21年の出場はわずか7試合。とても年間3億円の働きをしたとはいえません。要因はケガの多さにあります。巨人に入ってから、太モモを痛めるなどケガが常態化していた。日ハム時代は足が自慢でしたが、満足に走れる状態ではありませんでした」(球団関係者)
「プライドが許さない」

巨人は22年も契約する意向を示したが陽が拒否。「新たなステージに挑戦したい」という本人の意向が尊重され、退団が決まった。
「契約延長要請は、巨人の陽に対する敬意ですよ。陽は小学生時代からナショナルチームに所属し日本でプレーする、台湾のスーパースターです。巨人戦は台湾でも放送されています。『英雄』陽は、台湾での巨人人気を支えていましたからね。
ただ、戦力になっていなかったのも事実。巨人は22年の年俸として、3000万円程度の大幅減俸を提示したといわれます。減額制限(40%)をはるかに超え、21年の10分の1ほどです。成績を考えれば妥当な金額だと思いますが、陽としてはプライドが許さなかったのでしょう」(同前)
メジャーにも興味を示していた陽だが、移籍先はなかなか決まらない。結局、22年は渡米し独立リーグでプレー。冬場に入ると、オーストラリアのウィンターリーグに参加した。
「米独立リーグでもオーストラリアでも、打率2割台半ばとイマひとつの成績でした。身体の状態は悪くないようですが、年齢的な衰えは隠せない。いくら『英雄』とはいえ、陽が台湾代表に選ばれなかったのも仕方ないでしょう。
ただ本人は現役続行を希望しています。日本球界にも働きかけているそうですが、獲得に乗り出す球団があるとは思えません。
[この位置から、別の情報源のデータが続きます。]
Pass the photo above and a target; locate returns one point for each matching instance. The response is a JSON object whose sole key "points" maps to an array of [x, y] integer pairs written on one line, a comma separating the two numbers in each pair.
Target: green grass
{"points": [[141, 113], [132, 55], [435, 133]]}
陽は台湾のスターとしてプライドが高く、チームとしては扱いにくい選手ですから」(スポーツ紙担当記者)
現実的なのは台湾プロ野球への加入だ。だが、ここにも障害がある。福岡第一高へ野球留学し日ハムへ入団した陽は、いきなり同国のプロ野球でプレーすることができない。ドラフトを経て入団しなければならないのだ。
「台湾のドラフトは、例年6月下旬から7月に行われます。普通に考えれば、社会人など台湾のアマチュア野球を経験し来年の指名を待つことになるでしょう。社会人チームとしては、ドラフト前の数ヵ月だけでなく1年はプレーしてもらわないと、さすがに腰かけと思われ体裁が悪いですから。しかしプロ復帰までの1年は、30代後半の陽にとって大きなタイムラグとなります」(同前)
明るい展望が見いだせない陽。「台湾のスター」は、どんな決断をするのだろうか。